- Italian theatrical release poster
- Directed by: Roberto Mauri
- Written by: Walter Brandi Ralph Zucker Roberto Mauri
- Produced by: Walter Brandi Ralph Zucker Dick Randall Brad Harris
- Starring: Brad Harris Esmeralda Barros Marc Lawrence
- Cinematography: Mario Mancini
- Edited by: Nella Nannuzzi
- Music by: Roberto Pregadio
- Distributed by: Better Television Distribution
- Release date: 29 September 1968;
- Running time: 92 min
- Country: Italy
- Language: Italian

= Kong Island =

1968 Italian adventure film

Kong Island (original Italian title: Eva, la Venere selvaggia; translated as Eva, the Savage Venus) is a 1968 jungle adventure film (with a science fiction element) directed by Roberto Mauri (billed as Robert Morris). The film was promoted in the U.S. as King of Kong Island.

==Plot synopsis==

The story takes place in the jungles of Kenya and its capital city Nairobi. Despite the English-language title, there is no island (and no "Kong"). Mad scientist Albert Muller is experimenting with small radio transmitters implanted in the brains of gorillas that control their minds. These are test subjects with the ultimate goal of doing this to humans.

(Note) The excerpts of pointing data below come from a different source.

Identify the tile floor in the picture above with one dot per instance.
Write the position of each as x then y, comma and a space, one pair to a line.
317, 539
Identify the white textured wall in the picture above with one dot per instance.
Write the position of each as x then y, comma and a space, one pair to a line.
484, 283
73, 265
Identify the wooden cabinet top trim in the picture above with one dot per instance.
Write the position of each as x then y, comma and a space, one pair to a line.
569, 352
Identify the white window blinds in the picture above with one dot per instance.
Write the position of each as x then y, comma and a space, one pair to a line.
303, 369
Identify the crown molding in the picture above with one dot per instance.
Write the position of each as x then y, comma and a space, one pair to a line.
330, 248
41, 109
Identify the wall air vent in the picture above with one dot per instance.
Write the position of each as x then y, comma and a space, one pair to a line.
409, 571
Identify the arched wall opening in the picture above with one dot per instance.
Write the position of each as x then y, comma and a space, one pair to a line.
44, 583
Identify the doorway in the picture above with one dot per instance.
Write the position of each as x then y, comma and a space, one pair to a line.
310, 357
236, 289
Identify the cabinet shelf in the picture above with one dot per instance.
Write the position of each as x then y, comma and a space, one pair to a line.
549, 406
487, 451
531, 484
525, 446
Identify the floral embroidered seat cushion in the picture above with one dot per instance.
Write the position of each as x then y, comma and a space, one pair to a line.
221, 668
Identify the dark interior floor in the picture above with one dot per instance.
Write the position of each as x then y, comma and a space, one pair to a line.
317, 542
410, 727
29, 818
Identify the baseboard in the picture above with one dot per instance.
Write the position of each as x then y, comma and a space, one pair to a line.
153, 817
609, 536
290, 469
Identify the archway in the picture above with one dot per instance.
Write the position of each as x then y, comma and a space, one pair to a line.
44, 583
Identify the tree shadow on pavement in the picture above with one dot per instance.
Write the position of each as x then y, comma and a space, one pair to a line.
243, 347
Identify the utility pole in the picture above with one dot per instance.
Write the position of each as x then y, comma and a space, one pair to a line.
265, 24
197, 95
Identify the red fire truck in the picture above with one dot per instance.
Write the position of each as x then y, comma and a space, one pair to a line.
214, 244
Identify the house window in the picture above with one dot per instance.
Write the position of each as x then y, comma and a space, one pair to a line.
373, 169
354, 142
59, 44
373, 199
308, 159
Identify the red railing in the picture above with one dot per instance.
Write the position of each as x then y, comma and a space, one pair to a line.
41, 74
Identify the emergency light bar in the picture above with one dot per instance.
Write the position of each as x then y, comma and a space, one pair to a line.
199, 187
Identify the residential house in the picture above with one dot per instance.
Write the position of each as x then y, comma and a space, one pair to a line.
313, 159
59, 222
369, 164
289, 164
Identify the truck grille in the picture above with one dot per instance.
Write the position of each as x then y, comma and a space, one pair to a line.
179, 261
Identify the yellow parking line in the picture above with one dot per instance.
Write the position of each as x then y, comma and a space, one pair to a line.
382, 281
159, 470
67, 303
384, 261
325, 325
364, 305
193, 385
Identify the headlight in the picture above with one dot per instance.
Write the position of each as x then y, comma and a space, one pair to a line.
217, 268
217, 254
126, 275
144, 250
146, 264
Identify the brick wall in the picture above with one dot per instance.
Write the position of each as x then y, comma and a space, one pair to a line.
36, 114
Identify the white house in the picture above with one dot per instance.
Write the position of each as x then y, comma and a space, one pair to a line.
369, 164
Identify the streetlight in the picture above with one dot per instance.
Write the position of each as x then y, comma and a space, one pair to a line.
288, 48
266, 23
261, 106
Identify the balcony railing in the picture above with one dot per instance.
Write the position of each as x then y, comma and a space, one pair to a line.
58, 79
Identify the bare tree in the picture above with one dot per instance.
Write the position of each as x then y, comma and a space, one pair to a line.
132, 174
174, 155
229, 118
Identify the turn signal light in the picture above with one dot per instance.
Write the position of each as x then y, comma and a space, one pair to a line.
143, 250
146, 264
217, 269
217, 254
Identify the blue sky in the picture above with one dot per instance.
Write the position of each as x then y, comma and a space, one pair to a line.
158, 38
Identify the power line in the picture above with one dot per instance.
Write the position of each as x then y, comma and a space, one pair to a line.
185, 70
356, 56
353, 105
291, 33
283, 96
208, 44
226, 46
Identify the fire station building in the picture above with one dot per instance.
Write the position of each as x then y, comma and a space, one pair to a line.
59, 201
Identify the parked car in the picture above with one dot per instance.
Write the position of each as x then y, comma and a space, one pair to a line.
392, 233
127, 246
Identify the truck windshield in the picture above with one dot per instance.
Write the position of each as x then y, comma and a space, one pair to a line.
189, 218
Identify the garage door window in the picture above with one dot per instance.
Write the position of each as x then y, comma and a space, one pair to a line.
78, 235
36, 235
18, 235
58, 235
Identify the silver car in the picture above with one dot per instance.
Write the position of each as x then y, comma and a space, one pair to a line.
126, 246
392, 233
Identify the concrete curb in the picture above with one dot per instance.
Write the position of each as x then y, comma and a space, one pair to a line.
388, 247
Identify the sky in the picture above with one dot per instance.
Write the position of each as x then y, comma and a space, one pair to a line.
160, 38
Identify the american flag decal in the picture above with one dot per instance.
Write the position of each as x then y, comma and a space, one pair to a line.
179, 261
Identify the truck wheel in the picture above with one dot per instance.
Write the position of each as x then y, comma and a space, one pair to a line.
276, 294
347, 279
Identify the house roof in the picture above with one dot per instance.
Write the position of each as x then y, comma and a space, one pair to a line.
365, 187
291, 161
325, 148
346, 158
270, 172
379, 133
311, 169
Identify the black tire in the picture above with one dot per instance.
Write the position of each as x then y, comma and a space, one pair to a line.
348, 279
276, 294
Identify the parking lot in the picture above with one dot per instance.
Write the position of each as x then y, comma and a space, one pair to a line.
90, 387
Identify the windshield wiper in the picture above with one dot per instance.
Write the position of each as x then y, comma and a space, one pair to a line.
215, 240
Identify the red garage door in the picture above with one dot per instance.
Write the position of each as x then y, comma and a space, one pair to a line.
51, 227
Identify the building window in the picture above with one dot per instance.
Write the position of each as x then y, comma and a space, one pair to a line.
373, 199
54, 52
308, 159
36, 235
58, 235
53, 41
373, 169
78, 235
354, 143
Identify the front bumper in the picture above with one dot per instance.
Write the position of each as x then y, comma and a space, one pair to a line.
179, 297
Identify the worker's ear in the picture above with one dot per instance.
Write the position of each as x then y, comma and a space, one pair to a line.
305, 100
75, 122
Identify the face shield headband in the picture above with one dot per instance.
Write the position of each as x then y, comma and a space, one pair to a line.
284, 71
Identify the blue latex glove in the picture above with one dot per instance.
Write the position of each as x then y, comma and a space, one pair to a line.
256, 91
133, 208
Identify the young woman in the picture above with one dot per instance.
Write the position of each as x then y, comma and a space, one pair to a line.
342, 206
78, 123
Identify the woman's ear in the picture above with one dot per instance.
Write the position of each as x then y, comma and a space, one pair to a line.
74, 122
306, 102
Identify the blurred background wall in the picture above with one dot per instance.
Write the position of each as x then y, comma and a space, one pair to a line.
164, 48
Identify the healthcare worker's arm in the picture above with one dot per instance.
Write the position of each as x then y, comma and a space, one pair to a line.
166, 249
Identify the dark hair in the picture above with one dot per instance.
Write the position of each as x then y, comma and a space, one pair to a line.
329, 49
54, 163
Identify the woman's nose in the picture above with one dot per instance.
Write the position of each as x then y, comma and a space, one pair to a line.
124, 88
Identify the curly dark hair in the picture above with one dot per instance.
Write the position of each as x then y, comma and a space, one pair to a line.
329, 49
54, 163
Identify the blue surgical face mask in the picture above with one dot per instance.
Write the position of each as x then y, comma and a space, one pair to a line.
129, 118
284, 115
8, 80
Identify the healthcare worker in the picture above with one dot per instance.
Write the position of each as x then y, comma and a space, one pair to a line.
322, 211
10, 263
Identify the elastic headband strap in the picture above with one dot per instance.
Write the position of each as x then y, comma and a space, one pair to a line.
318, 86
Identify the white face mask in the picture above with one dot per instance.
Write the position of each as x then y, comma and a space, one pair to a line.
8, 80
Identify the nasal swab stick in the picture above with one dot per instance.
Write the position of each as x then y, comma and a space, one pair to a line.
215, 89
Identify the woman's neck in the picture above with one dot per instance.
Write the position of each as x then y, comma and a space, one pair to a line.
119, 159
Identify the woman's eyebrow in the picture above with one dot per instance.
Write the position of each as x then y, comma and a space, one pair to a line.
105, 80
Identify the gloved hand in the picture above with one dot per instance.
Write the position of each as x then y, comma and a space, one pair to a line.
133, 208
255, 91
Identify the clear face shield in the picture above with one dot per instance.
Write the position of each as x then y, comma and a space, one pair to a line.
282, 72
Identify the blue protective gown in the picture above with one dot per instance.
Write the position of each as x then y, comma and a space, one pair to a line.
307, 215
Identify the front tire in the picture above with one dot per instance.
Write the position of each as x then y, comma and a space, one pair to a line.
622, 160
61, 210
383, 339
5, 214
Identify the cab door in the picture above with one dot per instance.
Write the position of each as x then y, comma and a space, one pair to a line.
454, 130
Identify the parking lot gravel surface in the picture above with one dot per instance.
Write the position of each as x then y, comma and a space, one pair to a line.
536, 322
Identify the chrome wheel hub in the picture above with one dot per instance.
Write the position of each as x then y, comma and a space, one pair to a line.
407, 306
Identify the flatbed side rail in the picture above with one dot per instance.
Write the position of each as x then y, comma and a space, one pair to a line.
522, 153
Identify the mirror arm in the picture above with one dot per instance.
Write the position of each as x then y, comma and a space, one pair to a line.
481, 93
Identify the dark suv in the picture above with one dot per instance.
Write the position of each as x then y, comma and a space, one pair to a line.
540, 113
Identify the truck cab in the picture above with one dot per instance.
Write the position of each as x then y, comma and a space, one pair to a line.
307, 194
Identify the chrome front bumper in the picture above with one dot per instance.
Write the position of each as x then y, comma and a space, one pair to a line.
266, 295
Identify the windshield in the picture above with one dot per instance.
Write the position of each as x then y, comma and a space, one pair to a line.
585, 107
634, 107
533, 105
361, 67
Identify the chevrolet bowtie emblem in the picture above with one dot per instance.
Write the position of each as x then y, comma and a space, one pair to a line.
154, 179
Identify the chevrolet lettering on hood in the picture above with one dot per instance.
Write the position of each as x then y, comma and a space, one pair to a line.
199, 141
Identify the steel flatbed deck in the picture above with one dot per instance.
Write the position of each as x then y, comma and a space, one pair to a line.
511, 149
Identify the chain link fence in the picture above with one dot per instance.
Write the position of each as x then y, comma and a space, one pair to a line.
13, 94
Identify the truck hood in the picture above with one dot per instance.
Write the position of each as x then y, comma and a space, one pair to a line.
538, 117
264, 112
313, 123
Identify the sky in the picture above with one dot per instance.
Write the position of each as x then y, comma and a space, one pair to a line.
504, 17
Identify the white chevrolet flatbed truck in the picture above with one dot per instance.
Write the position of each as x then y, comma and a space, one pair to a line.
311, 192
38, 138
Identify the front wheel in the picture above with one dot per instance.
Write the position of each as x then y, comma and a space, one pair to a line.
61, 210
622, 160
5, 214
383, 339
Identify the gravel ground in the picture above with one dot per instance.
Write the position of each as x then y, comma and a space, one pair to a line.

Diana, the daughter of bar owner Theodore (no last name is mentioned), is abducted by gorillas. Burt also has a personal motive---he was shot and left for dead by an ex-partner who he suspects is behind the situation. Hostile natives attack his group, and Burt is captured along the way. After he escapes, Burt meets a legendary white jungle girl the natives call the Sacred Monkey (In the English dubbed version, he first calls her Eve, but later everyone refers to her as Eva).

Eva is a Tarzan-like orphan who grew up alone in the jungle. She wears only a leather loincloth, and her waist-length black hair covers her breasts. She does not speak English but can communicate with animals and has a pet chimpanzee. She has one of Diana's bracelets and eventually leads Burt to a cave where she is being held prisoner by Muller. This is where the final conflict and resolution takes place---a rather convoluted mess that leaves Burt and Diana as the only survivors.

Unlike virtually every other film which features a jungle girl character, this story concentrates on Burt and his love interest Diana, with Eva confined to a marginal supporting role.

This film, though the name is very closely related to a very popular movie franchise, is not related in any form to King Kong. It is a translation of an Italian film Eva, la Venere Selvaggia, which translates as Eve the Savage Venus, leading to the alternate English-language title Eve the Wild Woman. This gives a better approximation of the film being closer one of the female Tarzan copies such as The Perils of Nyoka (1942) or tv’s Sheena, Queen of the Jungle (1955-6).

==Cast==
- Brad Harris as Burt Dawson
- Esmeralda Barros as Eve
- Marc Lawrence as Albert Muller
- Ursula Davis as Diana
- Adriana Alben as Ursula
- Marc Fiorini (credited as Mark Farran) as Robert
- Aldo Cecconi as Theodore (credited as Jim Clay)
- Paolo Magalotti as Turk (credited as Paul Carter)
- Mario Donatone as Forrester
- Gianni Pulone
- Miles Mason as Malik The Gorilla

==Legacy==
Contrary to popular belief, this film has nothing to do with King Kong and does not take place on an island. The film is in the public domain.